All the programs are funded through grants and private donations.
The Imagination Library is a national program funded by the Dolly Parton Foundation and is managed by Dukes Memorial Hospital. Unlike TIGERS — which is for Peru students — the Imagination Library is for students in the county’s three school districts: Peru, North Miami Community Schools and the Maconaquah Schools Corp.
Since 2009, every child born at Dukes receives a free book each month until the child reaches the age of 5.
“I am thrilled about our program and what Peru is adding,” said Courtney Ogletree, Dukes’ director of marketing. “[The programs] are a benefit to families and to the communities. This is another wonderful benefit of living here.”
During the school year, Peru reading specialist Kim Martino said the BOOKS program offers a free book to every kindergartner in the county. For Peru’s students, the newly implemented TIGERS program will begin at the conclusion of a kindergartner’s school year.
BOOKS was incorporated in 2007.
“Parents see a value in what we are doing,” said Martino, who recently coordinated the TIGERS’ Free Book Friday where Peru Superintendent Chuck Brimbury and others read to elementary students at the Elmwood Primary Learning Center. They explained why reading was important, and the students went home with a free book.
“Through these programs,” Martino said, “Peru students will receive almost a 100 free books. The programs all work together.”
And working together and reading together can make dreams happen.
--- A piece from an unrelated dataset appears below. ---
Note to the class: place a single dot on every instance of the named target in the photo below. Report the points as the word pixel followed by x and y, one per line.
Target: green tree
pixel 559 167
Based in Missouri, since it began in 1995, Parton’s Imagination Library has distributed more than 30 million books to children in the U.S., Canada and England, according to the program’s regional director, Pam Hunsaker.
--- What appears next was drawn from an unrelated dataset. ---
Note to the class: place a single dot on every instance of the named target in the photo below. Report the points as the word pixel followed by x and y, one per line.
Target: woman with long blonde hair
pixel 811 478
“This program is one of the most important ways I know to improve the educational opportunities for children in your community,” Parton said in a statement. “When I was growing up in the hills of East Tennessee, I knew my dreams would come true. I know there are children in your community with their own dreams. They dream of becoming a doctor, or an inventor, or a minister. Who knows? Maybe there is a little girl whose dream is to be a writer and singer.”
While parents like Anderson won’t have to be concerned about spending money on new books, regardless, Brimbury advocates parents spend something more valuable: Time reading with their children.
“This is a tremendous opportunity for us, our parents and our children in regards to childhood literacy. There is nothing more valuable than a parent taking the time to sit down and read with their child,” said Brimbury, adding more than 100 students are receiving books through the Imagination Library.
“It’s important to the child because it is time spent with an adult, and this is time that can happen every month. This is also very important because many of the children will be associated with reading before they enter school.
“These are very positive programs. It is great for the kids and great for the families. We feel very strongly about childhood literacy. It’s a total win-win for the schools and families.”